🤖 AI Summary
This work addresses the challenge of rapidly adapting deployed operations research optimization models to new constraints or disturbances in dynamic real-world environments, where current approaches heavily rely on expert intervention. We propose a novel large language model (LLM)-based agent framework that embeds an LLM as an operations research expert within the reoptimization pipeline.
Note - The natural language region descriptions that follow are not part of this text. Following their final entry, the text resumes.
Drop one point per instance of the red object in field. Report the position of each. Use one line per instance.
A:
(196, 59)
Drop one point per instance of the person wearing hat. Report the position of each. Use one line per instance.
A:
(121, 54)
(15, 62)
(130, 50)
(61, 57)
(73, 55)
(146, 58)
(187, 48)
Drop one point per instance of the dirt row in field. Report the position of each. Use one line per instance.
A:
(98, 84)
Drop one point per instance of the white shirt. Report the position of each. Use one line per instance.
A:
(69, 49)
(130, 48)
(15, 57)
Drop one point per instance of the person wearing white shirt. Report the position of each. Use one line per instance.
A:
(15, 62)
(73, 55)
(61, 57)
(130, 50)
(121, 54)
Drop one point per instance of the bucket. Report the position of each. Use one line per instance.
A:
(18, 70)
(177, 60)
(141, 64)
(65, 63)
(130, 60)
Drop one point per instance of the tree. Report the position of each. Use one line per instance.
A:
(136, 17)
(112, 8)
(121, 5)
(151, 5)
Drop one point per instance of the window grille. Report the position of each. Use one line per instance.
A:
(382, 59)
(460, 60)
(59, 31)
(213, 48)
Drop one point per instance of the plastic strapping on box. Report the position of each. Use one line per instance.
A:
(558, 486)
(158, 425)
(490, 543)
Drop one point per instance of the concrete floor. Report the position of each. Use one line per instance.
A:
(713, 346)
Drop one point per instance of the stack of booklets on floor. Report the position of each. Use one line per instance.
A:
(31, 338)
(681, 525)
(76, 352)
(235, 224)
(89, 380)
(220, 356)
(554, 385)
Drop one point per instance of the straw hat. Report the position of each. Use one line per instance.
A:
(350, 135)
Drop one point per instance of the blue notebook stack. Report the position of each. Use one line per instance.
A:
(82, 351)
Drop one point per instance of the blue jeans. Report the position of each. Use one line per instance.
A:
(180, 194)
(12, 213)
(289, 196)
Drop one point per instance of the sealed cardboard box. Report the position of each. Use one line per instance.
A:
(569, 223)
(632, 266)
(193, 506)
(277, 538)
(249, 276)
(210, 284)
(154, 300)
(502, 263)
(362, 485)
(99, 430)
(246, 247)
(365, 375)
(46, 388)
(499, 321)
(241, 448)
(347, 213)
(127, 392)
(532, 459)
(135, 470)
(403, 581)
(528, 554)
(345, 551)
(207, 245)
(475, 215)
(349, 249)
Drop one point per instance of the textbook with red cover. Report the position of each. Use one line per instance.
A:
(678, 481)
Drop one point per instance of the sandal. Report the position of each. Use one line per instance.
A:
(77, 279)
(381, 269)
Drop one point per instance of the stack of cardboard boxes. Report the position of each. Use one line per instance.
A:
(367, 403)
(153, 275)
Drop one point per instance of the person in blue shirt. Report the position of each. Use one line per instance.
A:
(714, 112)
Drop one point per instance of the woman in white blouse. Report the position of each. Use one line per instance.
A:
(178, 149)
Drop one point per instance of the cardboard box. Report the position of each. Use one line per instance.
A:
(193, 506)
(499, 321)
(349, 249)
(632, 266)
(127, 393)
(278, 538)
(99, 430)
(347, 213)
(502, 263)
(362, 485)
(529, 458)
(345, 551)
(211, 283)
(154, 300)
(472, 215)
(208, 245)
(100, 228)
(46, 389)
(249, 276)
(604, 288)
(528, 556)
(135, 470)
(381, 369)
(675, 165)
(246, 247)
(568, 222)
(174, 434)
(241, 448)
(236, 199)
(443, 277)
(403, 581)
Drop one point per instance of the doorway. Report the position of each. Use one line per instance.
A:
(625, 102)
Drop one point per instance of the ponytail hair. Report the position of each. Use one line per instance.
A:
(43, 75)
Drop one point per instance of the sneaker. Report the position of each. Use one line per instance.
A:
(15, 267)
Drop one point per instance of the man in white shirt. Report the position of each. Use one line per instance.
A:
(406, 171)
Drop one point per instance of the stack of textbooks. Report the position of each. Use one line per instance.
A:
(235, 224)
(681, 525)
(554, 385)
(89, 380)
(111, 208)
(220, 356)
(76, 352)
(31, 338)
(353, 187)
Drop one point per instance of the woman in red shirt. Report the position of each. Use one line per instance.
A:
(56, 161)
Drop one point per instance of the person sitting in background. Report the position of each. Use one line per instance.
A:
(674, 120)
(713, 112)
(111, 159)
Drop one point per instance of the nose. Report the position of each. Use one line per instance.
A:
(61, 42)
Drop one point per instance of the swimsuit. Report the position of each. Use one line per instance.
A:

The framework leverages natural language interaction to interpret evolving requirements, automatically generates structured model patches, and incorporates information from prior solutions to design acceleration strategies, enabling efficient and interpretable continuous adjustment. By integrating valid inequalities, solver tuning, and metaheuristics, the method demonstrates strong empirical performance in both online supply chain reoptimization and offline university exam timetabling, significantly improving computational efficiency while preserving solution quality and enabling rapid response with minimal expert dependency.
📝 Abstract
Optimization models developed by operations research (OR) experts are often deployed as decision-support systems in industrial settings. However, real-world environments are dynamic, with evolving business rules, previously overlooked constraints, and unforeseen perturbations. In such contexts, end users must rapidly re-optimize models to recover feasible and implementable solutions. This paper introduces an agentic re-optimization framework in which a large language model (LLM) acts as an OR expert, dynamically supporting end users through natural-language interaction. The LLM translates user prompts into structured updates of the underlying optimization model, selects suitable re-optimization techniques from an optimization toolbox, and solves the resulting instance to return implementable solutions. The toolbox leverages primal information, including historical solutions, valid inequalities, solver configurations, and metaheuristics, to accelerate re-optimization while preserving solution quality. The proposed framework enables interactive and continuous adaptation of deployed optimization models, reducing dependence on OR experts and improving the sustainability of decision-support systems. Extensive experiments on two complementary large-scale real-world case studies demonstrate the effectiveness and scalability of the proposed framework. The first considers online supply chain re-optimization, where solutions must be generated rapidly while remaining close to the deployed plan, whereas the second focuses on offline university exam scheduling, where solution quality is prioritized over runtime. Results show that the toolbox-driven architecture significantly improves computational efficiency through primal-based and solver-aware re-optimization techniques, while the structured patch-based updates improve interpretability and traceability of model modifications.